Heterogeneity in effect size estimates.
Felix HolzmeisterMagnus JohannessonRobert BohmAnna DreberJuergen HuberMichael KirchlerPublished in: Proceedings of the National Academy of Sciences of the United States of America (2024)
A typical empirical study involves choosing a sample, a research design, and an analysis path. Variation in such choices across studies leads to heterogeneity in results that introduce an additional layer of uncertainty, limiting the generalizability of published scientific findings.

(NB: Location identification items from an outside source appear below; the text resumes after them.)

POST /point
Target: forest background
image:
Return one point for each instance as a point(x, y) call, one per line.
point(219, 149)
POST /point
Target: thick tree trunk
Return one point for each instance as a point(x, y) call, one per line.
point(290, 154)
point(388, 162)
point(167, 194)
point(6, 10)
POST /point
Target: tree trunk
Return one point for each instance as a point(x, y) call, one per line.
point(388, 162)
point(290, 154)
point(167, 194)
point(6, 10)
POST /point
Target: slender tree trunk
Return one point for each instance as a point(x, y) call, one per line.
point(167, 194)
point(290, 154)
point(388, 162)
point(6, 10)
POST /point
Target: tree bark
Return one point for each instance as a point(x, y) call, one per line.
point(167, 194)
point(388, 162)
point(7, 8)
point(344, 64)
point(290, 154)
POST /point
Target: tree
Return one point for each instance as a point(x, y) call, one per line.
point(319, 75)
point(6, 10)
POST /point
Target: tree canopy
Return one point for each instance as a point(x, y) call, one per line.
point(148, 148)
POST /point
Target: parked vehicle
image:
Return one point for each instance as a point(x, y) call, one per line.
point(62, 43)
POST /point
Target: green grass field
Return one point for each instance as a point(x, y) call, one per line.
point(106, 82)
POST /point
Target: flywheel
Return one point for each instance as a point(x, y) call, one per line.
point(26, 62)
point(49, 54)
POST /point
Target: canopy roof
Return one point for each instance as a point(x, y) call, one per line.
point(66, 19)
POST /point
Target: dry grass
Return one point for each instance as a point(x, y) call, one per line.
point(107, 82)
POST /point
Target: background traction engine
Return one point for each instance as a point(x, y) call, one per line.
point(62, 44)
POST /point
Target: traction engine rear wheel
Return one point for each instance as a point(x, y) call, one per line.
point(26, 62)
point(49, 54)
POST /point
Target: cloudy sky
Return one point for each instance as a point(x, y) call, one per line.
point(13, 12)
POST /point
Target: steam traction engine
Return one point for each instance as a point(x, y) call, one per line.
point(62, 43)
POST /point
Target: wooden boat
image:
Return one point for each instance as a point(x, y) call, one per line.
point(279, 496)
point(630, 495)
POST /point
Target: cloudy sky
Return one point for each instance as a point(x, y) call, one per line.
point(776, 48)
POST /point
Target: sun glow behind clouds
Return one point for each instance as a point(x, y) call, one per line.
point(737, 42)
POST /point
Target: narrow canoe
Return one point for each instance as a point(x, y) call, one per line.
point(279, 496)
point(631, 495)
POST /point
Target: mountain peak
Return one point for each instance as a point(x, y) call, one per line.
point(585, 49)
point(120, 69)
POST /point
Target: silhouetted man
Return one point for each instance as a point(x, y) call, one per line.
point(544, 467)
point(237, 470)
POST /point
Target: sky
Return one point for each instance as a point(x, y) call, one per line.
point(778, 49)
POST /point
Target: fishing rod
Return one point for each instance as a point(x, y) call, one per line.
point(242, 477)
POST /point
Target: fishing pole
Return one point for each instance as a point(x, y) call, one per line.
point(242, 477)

We provide a framework for studying heterogeneity in the social sciences and divide heterogeneity into population, design, and analytical heterogeneity. Our framework suggests that after accounting for heterogeneity, the probability that the tested hypothesis is true for the average population, design, and analysis path can be much lower than implied by nominal error rates of statistically significant individual studies. We estimate each type's heterogeneity from 70 multilab replication studies, 11 prospective meta-analyses of studies employing different experimental designs, and 5 multianalyst studies. In our data, population heterogeneity tends to be relatively small, whereas design and analytical heterogeneity are large. Our results should, however, be interpreted cautiously due to the limited number of studies and the large uncertainty in the heterogeneity estimates. We discuss several ways to parse and account for heterogeneity in the context of different methodologies.